Does God Actually Love Everyone?
When teaching children, you will find that the questions they ask are often difficult to answer. I remember one time when a kid asked me how many words are in the Bible. I found that hard, especially since different versions have different word choices. Eventually, I found a bookmark with the answer to that question for the King James Version. Although there are questions you may think are ridiculous, like that one, there are also questions that leave you digging through Scripture for days. One such question is: How can God say He loves all people when the Bible says that He hates Esau?
This is certainly not a question you can answer right off the bat. It takes time and research to answer questions such as this, and you don’t always have that time when you’re in a Good News Club® (GNC™) or Sunday school. Don’t be afraid of such questions, however; or feel pressured to answer immediately. Let the child know that you will take time to do the research, and then be sure to do it.

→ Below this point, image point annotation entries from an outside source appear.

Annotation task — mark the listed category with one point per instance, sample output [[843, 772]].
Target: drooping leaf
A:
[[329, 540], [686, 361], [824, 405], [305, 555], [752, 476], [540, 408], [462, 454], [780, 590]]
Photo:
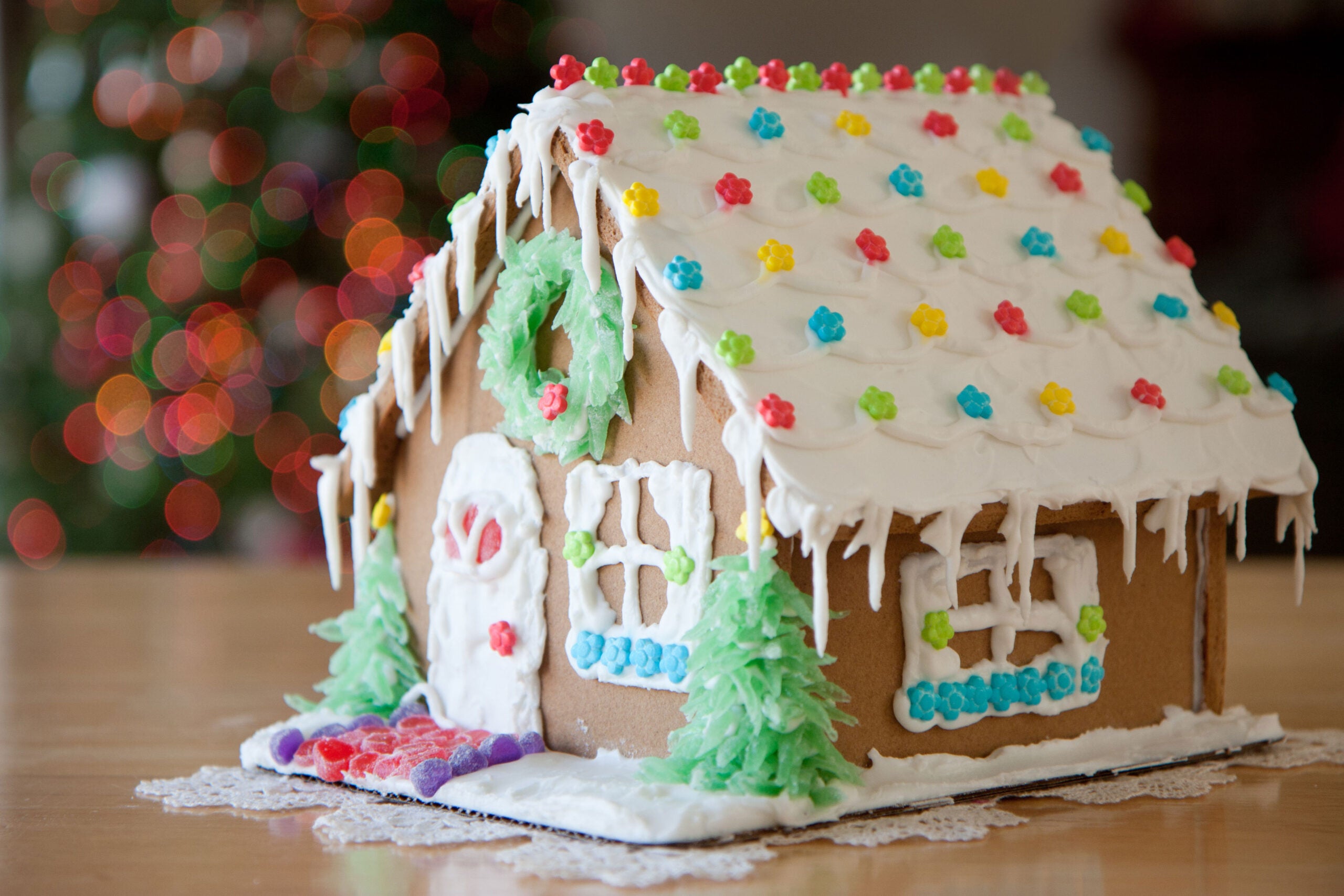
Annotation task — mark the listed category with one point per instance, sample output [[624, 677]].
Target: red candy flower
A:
[[594, 138], [705, 78], [1148, 394], [774, 75], [940, 124], [1180, 251], [898, 78], [776, 412], [1007, 82], [958, 81], [836, 77], [553, 400], [874, 248], [637, 75], [1011, 318], [736, 191], [568, 71], [1067, 179], [503, 638]]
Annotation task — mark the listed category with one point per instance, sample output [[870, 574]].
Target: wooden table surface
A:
[[112, 672]]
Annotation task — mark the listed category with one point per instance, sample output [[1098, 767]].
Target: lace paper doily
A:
[[363, 817]]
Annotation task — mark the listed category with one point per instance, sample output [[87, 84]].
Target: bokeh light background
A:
[[210, 217]]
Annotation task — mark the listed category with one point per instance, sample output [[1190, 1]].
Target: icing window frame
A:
[[936, 691], [636, 653]]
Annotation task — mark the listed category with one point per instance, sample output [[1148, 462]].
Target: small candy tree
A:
[[760, 718]]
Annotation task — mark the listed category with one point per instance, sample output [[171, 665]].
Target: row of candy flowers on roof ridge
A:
[[776, 76]]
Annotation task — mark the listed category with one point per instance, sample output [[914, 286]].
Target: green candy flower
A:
[[804, 77], [1016, 127], [682, 125], [736, 349], [601, 73], [1138, 195], [1090, 623], [579, 547], [1085, 305], [1233, 381], [678, 566], [674, 78], [866, 78], [937, 629], [878, 404], [823, 188], [949, 242], [929, 78], [741, 75]]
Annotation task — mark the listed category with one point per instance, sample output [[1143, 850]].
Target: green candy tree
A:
[[373, 668], [761, 714]]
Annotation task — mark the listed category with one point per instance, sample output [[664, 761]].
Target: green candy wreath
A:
[[536, 275]]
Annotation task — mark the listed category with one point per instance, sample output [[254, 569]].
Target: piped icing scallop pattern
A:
[[1016, 300]]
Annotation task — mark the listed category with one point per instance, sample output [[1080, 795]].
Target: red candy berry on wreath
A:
[[553, 402], [898, 78], [503, 638], [637, 75], [940, 124], [776, 412], [1012, 319], [1066, 178], [836, 77], [774, 75], [1180, 251], [1148, 394], [733, 190], [705, 78], [594, 138], [566, 71], [874, 248]]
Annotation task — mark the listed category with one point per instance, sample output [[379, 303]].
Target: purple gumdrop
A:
[[500, 749], [284, 743], [430, 775], [467, 760]]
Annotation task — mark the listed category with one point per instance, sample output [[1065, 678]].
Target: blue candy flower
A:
[[1038, 242], [922, 702], [1059, 680], [1003, 691], [908, 181], [683, 273], [647, 657], [1092, 676], [674, 661], [1096, 140], [1171, 307], [1030, 686], [1277, 383], [827, 324], [766, 124], [588, 649], [616, 656], [975, 404]]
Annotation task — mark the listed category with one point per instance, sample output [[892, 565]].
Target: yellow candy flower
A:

The Bible clearly states that God loves everyone, so why does it say that God hates Esau (Malachi 1:3)? And why did Jesus say, “If anyone comes to me and does not hate father and mother, wife and children, brothers and sisters – yes, even their own life – such a person cannot be my disciple.” (Luke 14:26)? It may seem like God is contradicting Himself, but He’s not. So why does God use the word “hate”?
The word “hate,” used in Malachi 1:3, was often used in Hebrew as a way to show preference. For example, if a person preferred manna over quail, he would say that he hates quail and loves manna. Therefore, when God said that He loved Jacob but hated Esau, it was a sign of preference. God wanted Jacob to be the forefather of the Children of Israel, not Esau. That was God’s special plan for Jacob and His chosen people.
The same goes for Jesus’ words in Luke 14:26. The Greek word used for hate here was often used as an idiom for “prefer” or “love less.” When Jesus said you must hate your relatives and even your own life, He was talking about preference. He commands that we love Him more than everyone else in our lives, including our own lives. If we don’t love Him more than everything or everyone else, we can’t be His disciples.
God doesn’t hate people in our understanding of the word, and He doesn’t want you to either. His will is for you to love Him above anything or anyone else, even life itself.